There is no easy answer within ourselves to whether we are using the teachings on permission as an excuse, or truly as a lesser evil.  In times when we seem to have to make that choice, it is useful to take a step back and pray to the Lord for wisdom to see if there are other choices.  We can do simple things like write down all the options we have, trying to see if we’ve missed any.  And the Word itself can help us see more options than there seem to be at first.  For example, in the case of certain kinds of dysfunctional marriage – for example, if one partner is an alcoholic – it may seem like the only options are to live in that dysfunction, or to divorce.  But the Writings say that in these cases, where there has not been adultery, the best option is not necessarily to stay together, and definitely not to get a divorce, but to be separated – to still be technically married, to not start new relationships outside of the marriage, but to live separately from each other, perhaps even with court-ordered limits.  That is the better choice in a situation where none of the choices are very good.  We need to study the Word to see what truly is a lesser evil – since we often are wrong about which is the greater and lesser evil.  And we need to pray to the Lord for help resisting evil, to pray for a sight of the goal, which is goodness – and to pray for the strength to be honest with ourselves.

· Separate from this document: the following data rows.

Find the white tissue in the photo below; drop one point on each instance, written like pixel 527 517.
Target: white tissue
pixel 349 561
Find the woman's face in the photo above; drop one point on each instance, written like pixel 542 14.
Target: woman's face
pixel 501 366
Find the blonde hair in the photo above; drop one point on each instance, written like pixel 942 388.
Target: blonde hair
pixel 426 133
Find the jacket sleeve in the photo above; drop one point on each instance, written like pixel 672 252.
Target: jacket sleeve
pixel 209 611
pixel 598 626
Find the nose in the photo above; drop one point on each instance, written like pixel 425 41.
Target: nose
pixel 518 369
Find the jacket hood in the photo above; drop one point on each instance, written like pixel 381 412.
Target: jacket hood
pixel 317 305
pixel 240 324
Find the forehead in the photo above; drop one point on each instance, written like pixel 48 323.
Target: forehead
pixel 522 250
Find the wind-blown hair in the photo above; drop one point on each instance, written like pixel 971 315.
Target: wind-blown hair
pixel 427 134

And this brings us to our final purpose in looking at these different degrees of evil.  Within ourselves, we can be honest about whether or not we are truly fighting evil with all our hearts, whether we are giving into an evil because it will prevent a lesser evil, or giving into it simply because we want to.  But we cannot make the same judgment when looking at others.  When we see others around us doing evil, we ought to judge their actions as evil – the Lord said, “Judge righteous judgment” (John 7:24).  We ought to do what we can to prevent them, for the sake of the people they may be hurting, and for their own sake.  But we cannot judge their hearts, because we do not know their motivation.  We do not know if they are choosing the lesser of two evils.

In the book Conjugial Love, Emanuel Swedenborg describes seeing several people living similarly, in ways that could be considered bad – dressing finely, eating well, making off-color jokes.  And yet the angels said that for some of the people these were sins, and others were not.  For those who had good as their end, motivation, and goal, these actions were not sinful; whereas for those who had evil as their end, these actions were considered sins.  The motivation made the difference (Conjugial Love 527).

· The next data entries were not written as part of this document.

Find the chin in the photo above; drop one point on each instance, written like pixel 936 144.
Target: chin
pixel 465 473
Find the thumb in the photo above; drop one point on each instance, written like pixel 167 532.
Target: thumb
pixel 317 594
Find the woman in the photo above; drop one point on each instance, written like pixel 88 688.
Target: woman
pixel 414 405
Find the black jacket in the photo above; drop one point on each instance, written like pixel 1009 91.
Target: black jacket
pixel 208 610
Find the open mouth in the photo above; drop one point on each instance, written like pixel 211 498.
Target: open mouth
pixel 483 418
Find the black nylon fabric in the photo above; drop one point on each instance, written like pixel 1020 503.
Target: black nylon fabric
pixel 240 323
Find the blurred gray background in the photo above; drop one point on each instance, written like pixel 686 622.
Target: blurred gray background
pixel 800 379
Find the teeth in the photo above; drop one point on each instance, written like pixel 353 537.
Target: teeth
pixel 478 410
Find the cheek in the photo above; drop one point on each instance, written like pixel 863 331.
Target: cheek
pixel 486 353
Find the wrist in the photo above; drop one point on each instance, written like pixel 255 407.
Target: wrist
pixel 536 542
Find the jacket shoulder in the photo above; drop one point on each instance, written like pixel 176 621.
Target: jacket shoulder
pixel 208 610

We cannot make spiritual judgments because we cannot know another person’s motivation.  Now, again, we should not use this as an excuse for our own evils – Swedenborg talked to evil spirits who justified their own adultery by saying, “He who is without sin, let him cast the first stone.”  But it can help us to acknowledge how it could possibly be that someone who is externally in evil could still be looking and moving in the right direction.

Evil and good are diametrically opposed.  Good does not decrease until it becomes evil – evil is a twisting of good.  And it is important to keep the two separate, to carefully distinguish between good and evil.  But it is also important to distinguish between the different degrees of evil.  Realizing that there are lesser evils helps us see the mercy in the Lord’s providence, in continually leading to lesser evil.  It helps us to make hard decisions, in choosing between two bad alternatives.  And it helps us to see others who are in evil as still capable of making progress toward good.  And in all this, good is the goal.  Heaven is the goal.  And a return to the Lord’s original, eternal law, the law of love and wisdom, is the goal.  “Moses, because of your hardheartedness, permitted [this] – but from the beginning it was not so.”